Wednesday, November 7, 2012

Facebook breakup

A friend send me a link to this article over at Huffington Post, written by a woman who "broke up" with an ex on Facebook.

If you know me, you know that Trooper and I are still friends - and that includes on Facebook  After he broke up with me, I never unfriended him. I did hide him from my feed, so I wouldn't see his face pop up when I wasn't prepared. At first I worried I might be tempted to visit his page, but I can honestly say I never was. I knew it would hurt, and I had no trouble avoiding that pain.
But the truth of that status update blackout was that I had done it to save myself from the inevitable 21st-century post-breakup tradition of weepily clicking through exes' photo albums, mining their feeds for hints of hookups or shiny new suitors and in the process, sparking all of those unanswered questions, desires to be near them again and general self-flagellation at the sorry state of things.
I agree. You need a break after a breakup. I got mine by hiding Facebook feeds, changing Foursquare settings, and muting Twitter.

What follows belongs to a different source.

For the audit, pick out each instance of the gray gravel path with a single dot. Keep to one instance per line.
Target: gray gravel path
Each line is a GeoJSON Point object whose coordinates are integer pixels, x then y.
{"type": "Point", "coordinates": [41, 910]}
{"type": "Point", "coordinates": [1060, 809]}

I will be honest - I've never unfriended anyone on Facebook (except this one guy who annoyed me by arguing with everything). X is my Facebook is Big...along with Big's new girlfriend. Engineer is my Facebook friend - was even when things between us weren't that great. 28-Year-Old is my Facebook friend. Sparrow isn't, because he does not have a Facebook page - but both his sisters are in my friends list. I'm also still friends with a few random guys with whom I just went on a couple dates.

They're a part of my life, even the ones who remain in my past. I can't un-date, or un-know them. Why would I un-friend them?

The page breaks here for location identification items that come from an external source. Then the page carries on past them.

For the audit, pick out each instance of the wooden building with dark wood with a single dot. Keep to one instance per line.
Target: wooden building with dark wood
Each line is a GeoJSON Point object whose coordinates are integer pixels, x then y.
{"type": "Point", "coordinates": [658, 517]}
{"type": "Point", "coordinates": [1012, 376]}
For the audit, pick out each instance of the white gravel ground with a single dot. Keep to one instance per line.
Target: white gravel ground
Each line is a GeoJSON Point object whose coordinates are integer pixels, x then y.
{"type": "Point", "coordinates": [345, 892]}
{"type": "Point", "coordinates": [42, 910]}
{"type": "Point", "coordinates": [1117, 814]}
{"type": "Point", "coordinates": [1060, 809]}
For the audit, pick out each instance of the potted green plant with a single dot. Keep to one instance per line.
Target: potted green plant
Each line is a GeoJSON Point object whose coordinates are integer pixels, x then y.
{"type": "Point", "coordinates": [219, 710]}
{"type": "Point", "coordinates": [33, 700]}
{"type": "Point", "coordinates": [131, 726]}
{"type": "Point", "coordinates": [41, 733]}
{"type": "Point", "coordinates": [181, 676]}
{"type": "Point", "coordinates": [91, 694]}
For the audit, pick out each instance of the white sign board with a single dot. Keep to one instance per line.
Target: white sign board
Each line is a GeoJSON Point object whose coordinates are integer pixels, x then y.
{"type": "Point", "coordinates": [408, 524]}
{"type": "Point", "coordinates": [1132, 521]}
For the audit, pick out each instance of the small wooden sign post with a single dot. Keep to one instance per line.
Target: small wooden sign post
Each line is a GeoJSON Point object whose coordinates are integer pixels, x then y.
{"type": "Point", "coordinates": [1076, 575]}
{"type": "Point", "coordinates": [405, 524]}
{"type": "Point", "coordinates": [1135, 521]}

Like it or not, social media is a part of our lives. It's bigger for some of us than others, but it's there for everyone. Even people who are not on a social network still have to deal with what others see and hear and talk about online, when it eventually spills over in to their offline world.

The first time I lost a boyfriend who was also a Facebook friend, I wondered if I should un-friend him. In the end, I decided that managing Facebook relationships is just part of a 21st century breakup. Like it or not, these guys are a part of my larger network.

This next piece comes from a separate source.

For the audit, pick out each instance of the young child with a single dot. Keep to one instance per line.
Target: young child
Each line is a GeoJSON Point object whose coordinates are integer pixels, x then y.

If you broke up with someone you worked with, would you stop going to work? What if you dated someone who lived in your apartment building. Would you move? Of course not. You adapt. You figure out a way to deal with them, and their changing role in that part of your life.

I view facebook relationships the same way.

The article goes on to say...
...keeping in touch on Facebook nevertheless related to stagnant personal growth. The breakup sting had eased for the Facebook-friendly folks in the study, perhaps, but the moving onward and upward part hadn't happened.
So, staying Facebook friends might help mitigate the breakup sadness - but it keeps you from moving on. I definitely think there might be times when this is the case. I am sure I'll eventually meet a guy who I will have to block on Facebook; I just don't happen to think that's every breakup.

Trooper and I have started forming a friendship in "real life.". It started with texting, then hanging out. It's nice to spend time with him. We always had fun together, and I've always liked talking with him. There is the occasional awkward moment - like when a server assumes we are a couple. Is it sad for me sometimes? Yes - but mostly, it's a happy part of my life, and one for which I'm very grateful.